Next, we implement the option for a client to POST a JSON representation of a client object, which then gets put into our customer storage. Its implementation looks like this:

post { val customer = call.receive<Customer>() customerStorage.add(customer) call.respondText("Customer stored correctly", status = HttpStatusCode.Created) }

call.receive integrates with the configured Content Negotiation plugin. Calling it with the generic parameter Customer automatically deserializes the JSON request body into a Kotlin Customer object. We can then add the customer to our storage and respond with a status code of 201 Created.

At this point, it is worth highlighting again that in this tutorial, we are also intentionally glancing over issues that could arise from, for example, multiple requests accessing the storage simultaneously. In production, data structures and code that can be accessed from multiple requests/threads at the same time should account for these cases – something that is out of the scope of this tutorial.

Delete a customer

The implementation for deleting a customer follows a similar procedure as we have used for listing a specific customer. We first get the id and then modify our customerStorage accordingly:

delete("{id?}") { val id = call.parameters["id"] ?: return@delete call.respond(HttpStatusCode.BadRequest) if (customerStorage.removeIf { it.id == id }) { call.respondText("Customer removed correctly", status = HttpStatusCode.Accepted) } else { call.respondText("Not Found", status = HttpStatusCode.NotFound) } }

Similar to the definition of our get request, we make sure that the id is not null. If the id is absent, we respond with a 400 Bad Request error.

Register the routes

Up until now, we have only defined our routes inside an extension function on Route – so Ktor doesn't know about our routes yet, and we need to register them. Open the plugins/Routing.kt file and add the following code:

import com.example.routes.* import io.ktor.server.application.* import io.ktor.server.routing.* fun Application.configureRouting() { routing { customerRouting() } }

As you might remember, the configureRouting function is already invoked in our Application.module() function in Application.kt.

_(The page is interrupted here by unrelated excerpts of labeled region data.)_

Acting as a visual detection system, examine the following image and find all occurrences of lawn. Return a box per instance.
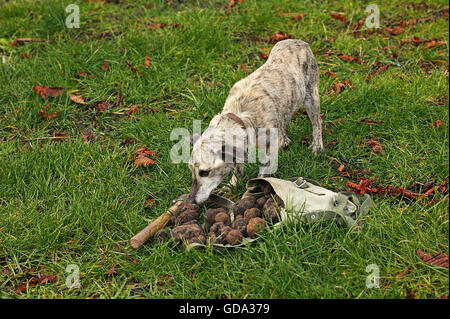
[0,0,449,298]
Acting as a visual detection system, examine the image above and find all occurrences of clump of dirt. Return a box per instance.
[155,184,284,249]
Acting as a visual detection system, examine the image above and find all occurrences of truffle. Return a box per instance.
[233,197,256,216]
[244,207,261,220]
[172,222,206,243]
[214,212,231,226]
[247,217,266,238]
[226,229,242,245]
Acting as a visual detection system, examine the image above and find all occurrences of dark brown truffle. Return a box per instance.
[226,229,242,245]
[172,221,206,243]
[247,217,266,238]
[233,197,256,216]
[256,196,267,209]
[244,207,261,220]
[231,215,248,237]
[205,208,227,228]
[263,183,273,195]
[214,212,231,226]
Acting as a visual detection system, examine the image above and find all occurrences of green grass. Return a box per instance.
[0,0,449,298]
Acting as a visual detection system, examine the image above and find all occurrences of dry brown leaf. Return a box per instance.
[33,85,65,99]
[330,13,347,26]
[134,155,155,167]
[416,249,448,268]
[70,94,86,105]
[366,136,383,154]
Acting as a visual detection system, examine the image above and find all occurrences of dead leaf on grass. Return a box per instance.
[416,249,448,268]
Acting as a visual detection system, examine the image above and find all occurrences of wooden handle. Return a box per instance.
[130,201,183,249]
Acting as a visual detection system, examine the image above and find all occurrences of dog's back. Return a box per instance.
[223,40,319,130]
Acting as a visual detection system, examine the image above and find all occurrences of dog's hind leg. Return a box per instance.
[303,83,324,155]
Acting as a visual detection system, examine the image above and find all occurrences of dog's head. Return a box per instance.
[189,128,245,204]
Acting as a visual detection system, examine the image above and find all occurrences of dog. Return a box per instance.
[188,39,324,204]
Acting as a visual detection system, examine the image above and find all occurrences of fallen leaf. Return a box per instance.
[239,64,249,73]
[33,85,65,99]
[369,61,393,77]
[39,103,57,120]
[416,249,448,268]
[259,48,270,60]
[426,38,446,49]
[338,54,361,63]
[395,267,412,278]
[106,266,117,275]
[331,80,353,94]
[320,70,338,78]
[94,101,110,113]
[69,94,86,105]
[125,61,143,75]
[430,120,444,128]
[384,26,405,35]
[352,20,364,31]
[102,60,109,71]
[127,105,138,118]
[360,119,384,125]
[10,38,43,48]
[366,137,383,154]
[134,155,155,167]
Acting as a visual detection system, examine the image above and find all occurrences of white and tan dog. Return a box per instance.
[189,40,323,204]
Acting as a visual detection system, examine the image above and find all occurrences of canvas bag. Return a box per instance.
[186,177,372,250]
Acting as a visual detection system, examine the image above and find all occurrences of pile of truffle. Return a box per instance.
[155,184,283,249]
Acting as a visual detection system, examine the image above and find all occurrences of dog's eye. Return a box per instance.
[198,170,209,177]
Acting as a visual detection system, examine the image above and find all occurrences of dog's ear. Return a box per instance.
[185,133,201,145]
[222,144,247,164]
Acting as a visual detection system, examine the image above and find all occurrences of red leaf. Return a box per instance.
[320,70,338,78]
[127,105,138,118]
[134,155,155,167]
[259,48,270,60]
[360,119,384,125]
[10,38,43,48]
[102,60,108,71]
[395,267,412,278]
[106,266,117,275]
[33,85,65,99]
[366,137,383,154]
[69,94,86,105]
[426,38,445,49]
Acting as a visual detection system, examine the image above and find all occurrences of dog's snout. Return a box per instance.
[188,178,199,204]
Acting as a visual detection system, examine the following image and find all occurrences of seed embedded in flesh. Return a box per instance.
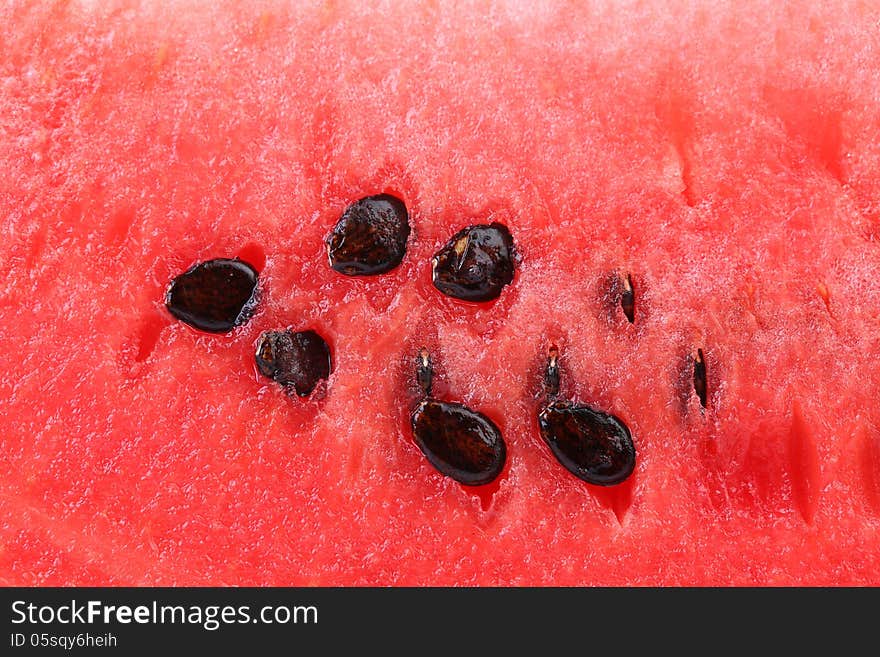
[431,222,514,301]
[620,274,636,324]
[165,258,259,333]
[538,345,636,486]
[538,401,636,486]
[255,330,332,397]
[327,194,410,276]
[694,349,707,408]
[412,399,507,486]
[410,349,507,486]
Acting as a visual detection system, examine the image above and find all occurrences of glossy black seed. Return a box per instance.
[411,399,507,486]
[165,258,258,333]
[431,223,514,301]
[694,349,707,408]
[327,194,409,276]
[255,331,331,397]
[620,274,636,324]
[538,401,636,486]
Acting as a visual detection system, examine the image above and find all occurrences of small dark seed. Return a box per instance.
[411,399,507,486]
[694,349,707,408]
[327,194,410,276]
[620,274,636,324]
[165,258,258,333]
[538,401,636,486]
[431,223,514,301]
[255,331,331,397]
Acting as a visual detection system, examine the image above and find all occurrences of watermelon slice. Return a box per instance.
[0,0,880,585]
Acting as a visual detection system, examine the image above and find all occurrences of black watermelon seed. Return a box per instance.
[431,222,514,301]
[411,399,507,486]
[620,274,636,324]
[255,330,331,397]
[165,258,258,333]
[538,401,636,486]
[694,349,707,408]
[327,194,409,276]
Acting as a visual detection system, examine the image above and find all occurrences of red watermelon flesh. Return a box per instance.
[0,0,880,585]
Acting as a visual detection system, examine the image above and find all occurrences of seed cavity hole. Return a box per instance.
[236,242,266,274]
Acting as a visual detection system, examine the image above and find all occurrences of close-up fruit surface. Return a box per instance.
[0,0,880,586]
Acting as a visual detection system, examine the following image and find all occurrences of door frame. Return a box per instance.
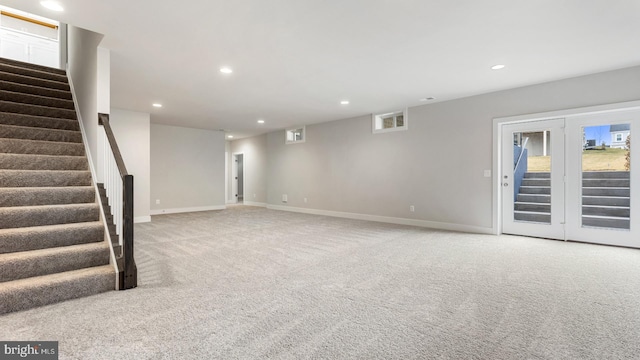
[492,100,640,240]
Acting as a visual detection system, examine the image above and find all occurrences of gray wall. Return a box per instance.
[109,109,151,222]
[228,131,268,204]
[151,124,225,214]
[67,25,103,172]
[262,67,640,229]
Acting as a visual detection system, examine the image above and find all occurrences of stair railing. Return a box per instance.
[513,137,529,173]
[98,114,138,290]
[513,137,529,201]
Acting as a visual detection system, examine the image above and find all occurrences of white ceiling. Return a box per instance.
[0,0,640,137]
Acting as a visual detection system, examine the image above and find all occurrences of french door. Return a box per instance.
[501,110,640,247]
[501,119,565,240]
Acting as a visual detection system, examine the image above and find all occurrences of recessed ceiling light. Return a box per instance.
[40,1,64,11]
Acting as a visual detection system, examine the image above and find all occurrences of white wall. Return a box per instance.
[258,67,640,232]
[67,25,103,172]
[227,134,267,205]
[151,124,225,214]
[96,47,111,182]
[109,108,151,222]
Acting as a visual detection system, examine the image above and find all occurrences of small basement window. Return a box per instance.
[285,126,306,144]
[372,109,409,134]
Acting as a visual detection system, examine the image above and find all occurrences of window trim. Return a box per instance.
[371,108,409,134]
[284,126,307,145]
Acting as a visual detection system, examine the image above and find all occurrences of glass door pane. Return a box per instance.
[513,130,551,224]
[581,124,631,230]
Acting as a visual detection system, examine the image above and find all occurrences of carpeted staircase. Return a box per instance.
[0,58,115,314]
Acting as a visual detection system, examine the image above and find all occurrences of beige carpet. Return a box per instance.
[0,206,640,359]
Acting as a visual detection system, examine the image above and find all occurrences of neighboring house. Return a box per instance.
[515,131,551,156]
[609,124,631,149]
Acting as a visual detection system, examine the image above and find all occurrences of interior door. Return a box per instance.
[501,119,565,240]
[567,110,640,247]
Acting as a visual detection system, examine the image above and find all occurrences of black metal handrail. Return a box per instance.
[98,114,138,290]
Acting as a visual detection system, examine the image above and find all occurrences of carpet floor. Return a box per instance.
[0,206,640,359]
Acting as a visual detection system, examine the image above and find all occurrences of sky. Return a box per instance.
[584,125,611,145]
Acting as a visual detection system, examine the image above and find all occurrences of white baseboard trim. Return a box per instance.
[267,204,494,235]
[151,205,227,215]
[243,201,267,207]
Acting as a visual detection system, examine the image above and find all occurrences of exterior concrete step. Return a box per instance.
[513,202,551,213]
[513,211,551,224]
[522,178,551,186]
[582,171,630,179]
[582,215,630,230]
[517,193,551,204]
[582,179,631,187]
[520,186,551,195]
[582,205,631,218]
[524,172,551,179]
[582,196,630,206]
[582,187,631,197]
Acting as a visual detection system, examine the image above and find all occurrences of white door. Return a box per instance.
[501,119,565,240]
[566,110,640,248]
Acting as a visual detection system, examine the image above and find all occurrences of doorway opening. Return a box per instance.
[494,102,640,248]
[231,153,244,203]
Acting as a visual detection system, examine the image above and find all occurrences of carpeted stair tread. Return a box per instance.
[0,153,89,170]
[0,71,70,91]
[0,62,68,83]
[0,112,80,131]
[0,90,74,110]
[0,138,85,156]
[0,241,109,283]
[0,80,73,100]
[0,170,91,187]
[0,124,82,143]
[0,100,76,120]
[0,221,104,254]
[0,265,115,314]
[0,203,100,229]
[0,57,67,75]
[0,186,96,207]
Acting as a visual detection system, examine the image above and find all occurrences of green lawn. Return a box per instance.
[527,149,627,172]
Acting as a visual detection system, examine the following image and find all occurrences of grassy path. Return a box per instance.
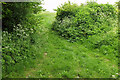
[14,12,118,78]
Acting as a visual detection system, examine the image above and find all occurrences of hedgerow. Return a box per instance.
[53,2,117,42]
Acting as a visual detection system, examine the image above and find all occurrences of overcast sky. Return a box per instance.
[43,0,118,12]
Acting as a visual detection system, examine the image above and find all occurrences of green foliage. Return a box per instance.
[2,24,35,76]
[53,2,117,42]
[2,2,42,32]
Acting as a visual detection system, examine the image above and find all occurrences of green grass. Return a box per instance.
[7,12,118,78]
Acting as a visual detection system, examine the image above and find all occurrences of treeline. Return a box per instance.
[2,0,44,77]
[52,2,118,60]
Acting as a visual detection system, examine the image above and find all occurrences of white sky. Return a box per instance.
[43,0,118,12]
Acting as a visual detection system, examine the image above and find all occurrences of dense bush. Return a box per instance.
[2,24,35,76]
[2,2,42,77]
[53,2,117,41]
[2,2,42,32]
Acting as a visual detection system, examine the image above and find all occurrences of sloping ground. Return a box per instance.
[10,12,118,78]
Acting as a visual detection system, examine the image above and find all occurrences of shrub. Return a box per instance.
[2,24,35,76]
[2,1,42,32]
[53,2,117,41]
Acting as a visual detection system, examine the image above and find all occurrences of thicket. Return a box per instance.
[2,2,43,77]
[2,2,42,32]
[53,2,117,41]
[52,2,118,58]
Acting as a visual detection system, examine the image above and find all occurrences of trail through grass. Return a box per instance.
[10,12,118,78]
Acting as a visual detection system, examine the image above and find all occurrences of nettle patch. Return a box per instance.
[53,2,117,42]
[2,24,35,76]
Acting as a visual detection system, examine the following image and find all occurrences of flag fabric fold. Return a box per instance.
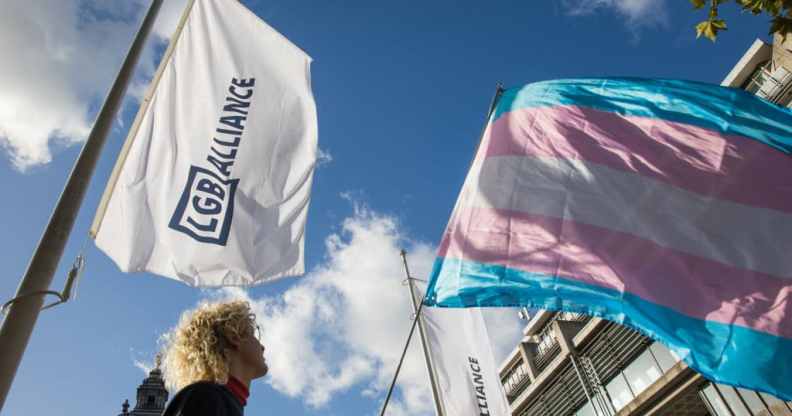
[92,0,317,286]
[426,78,792,400]
[421,282,511,416]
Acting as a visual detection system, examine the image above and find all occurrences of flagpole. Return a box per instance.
[88,0,195,238]
[401,250,445,416]
[0,0,162,411]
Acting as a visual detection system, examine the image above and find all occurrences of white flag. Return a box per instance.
[421,306,511,416]
[92,0,317,286]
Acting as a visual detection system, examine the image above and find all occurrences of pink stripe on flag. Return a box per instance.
[484,106,792,213]
[438,208,792,338]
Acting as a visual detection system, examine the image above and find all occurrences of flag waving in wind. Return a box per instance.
[426,79,792,400]
[92,0,317,286]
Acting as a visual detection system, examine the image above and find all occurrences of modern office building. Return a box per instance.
[500,36,792,416]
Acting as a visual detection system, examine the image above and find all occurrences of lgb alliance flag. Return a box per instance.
[92,0,317,286]
[421,307,511,416]
[426,79,792,400]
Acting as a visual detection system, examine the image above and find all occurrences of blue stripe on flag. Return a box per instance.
[492,78,792,154]
[425,258,792,400]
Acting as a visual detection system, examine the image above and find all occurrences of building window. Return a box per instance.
[718,384,752,416]
[737,388,770,416]
[701,383,792,416]
[605,374,634,411]
[575,402,597,416]
[759,393,792,415]
[624,348,663,394]
[649,342,680,373]
[701,384,732,416]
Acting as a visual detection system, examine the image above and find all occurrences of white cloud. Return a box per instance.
[168,205,521,416]
[561,0,668,31]
[0,0,185,171]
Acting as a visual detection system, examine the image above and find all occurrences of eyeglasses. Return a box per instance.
[251,323,261,341]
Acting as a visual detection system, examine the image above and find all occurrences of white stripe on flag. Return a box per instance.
[457,156,792,279]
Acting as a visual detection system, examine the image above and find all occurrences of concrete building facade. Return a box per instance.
[500,35,792,416]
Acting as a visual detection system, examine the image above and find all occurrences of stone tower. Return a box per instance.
[119,356,168,416]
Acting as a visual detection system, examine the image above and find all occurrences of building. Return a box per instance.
[118,356,168,416]
[721,34,792,107]
[500,35,792,416]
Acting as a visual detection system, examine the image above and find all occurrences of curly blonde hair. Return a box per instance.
[162,301,256,390]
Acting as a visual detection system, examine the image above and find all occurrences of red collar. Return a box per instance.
[226,376,250,406]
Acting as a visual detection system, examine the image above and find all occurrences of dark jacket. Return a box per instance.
[162,381,244,416]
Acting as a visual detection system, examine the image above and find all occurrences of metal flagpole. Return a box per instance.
[380,83,504,416]
[89,0,195,238]
[0,0,162,410]
[401,250,445,416]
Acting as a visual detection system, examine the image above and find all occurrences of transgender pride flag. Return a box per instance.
[426,79,792,400]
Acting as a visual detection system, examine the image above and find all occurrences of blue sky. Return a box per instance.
[0,0,768,415]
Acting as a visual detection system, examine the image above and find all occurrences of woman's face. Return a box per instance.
[239,324,269,378]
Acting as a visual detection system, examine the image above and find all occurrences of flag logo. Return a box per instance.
[168,166,239,246]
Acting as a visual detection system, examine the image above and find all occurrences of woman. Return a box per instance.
[163,301,268,416]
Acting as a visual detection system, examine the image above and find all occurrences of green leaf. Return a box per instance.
[770,16,792,36]
[696,19,726,42]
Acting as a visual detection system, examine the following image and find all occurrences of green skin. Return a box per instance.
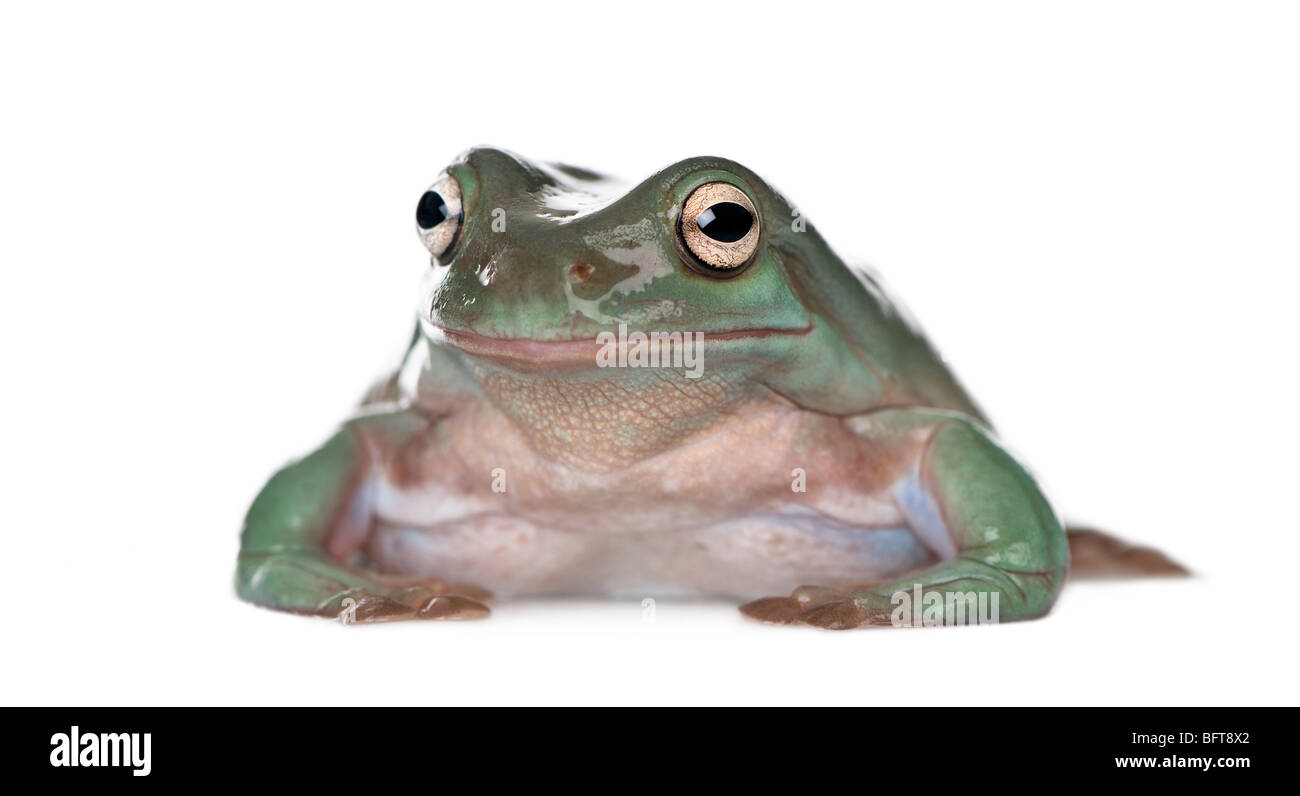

We've now completed the implementation for the customer-related routes in our API. If you would like to validate that everything works right away, you can skip ahead to the chapter Test HTTP endpoints manually. If you can still bear the suspense, we can move on to the implementation of order-related routes.

Order routes

Now that we have API endpoints for Customers done, let's move on to Orders. While some of the implementation is rather similar, we will be using a different way of structuring our application routes, and include routes that sum up the price of individual items in an order.

Create the Order model

The orders we want to store in our system should be identifiable by an order number (which might contain dashes), and should contain a list of order items. These order items should have a textual description, the number of how often this item appears in the order, as well as the price for the individual item (so that we can compute the total price of an order on demand).

Inside the models package, create a new file called Order.kt and fill it with the definition of the two data classes:

import kotlinx.serialization.Serializable @Serializable data class Order(val number: String, val contents: List<OrderItem>) @Serializable data class OrderItem(val item: String, val amount: Int, val price: Double)

We also once again need a place to store our orders. To skip having to define a POST route – something you're more than welcome to attempt on your own using the knowledge from the Customer routes – we will prepopulate our orderStorage with some sample orders. We can again define it as a top-level declaration inside the Order.kt file.

val orderStorage = listOf(Order( "2020-04-06-01", listOf( OrderItem("Ham Sandwich", 2, 5.50), OrderItem("Water", 1, 1.50), OrderItem("Beer", 3, 2.30), OrderItem("Cheesecake", 1, 3.75) )), Order("2020-04-03-01", listOf( OrderItem("Cheeseburger", 1, 8.50), OrderItem("Water", 2, 1.50), OrderItem("Coke", 2, 1.76), OrderItem("Ice Cream", 1, 2.35) )) )

Define the routing for orders

We respond to a set of GET requests with three different patterns:

GET http://127.0.0.1:8080/order Content-Type: application/json ### GET http://127.0.0.1:8080/order/2020-04-06-01 Content-Type: application/json ### GET http://127.0.0.1:8080/order/2020-04-06-01/total Content-Type: application/json

The first will return all orders, the second will return an order given the id, and the third will return the total of an order (prices of individual OrderItems multiplied by number of each item).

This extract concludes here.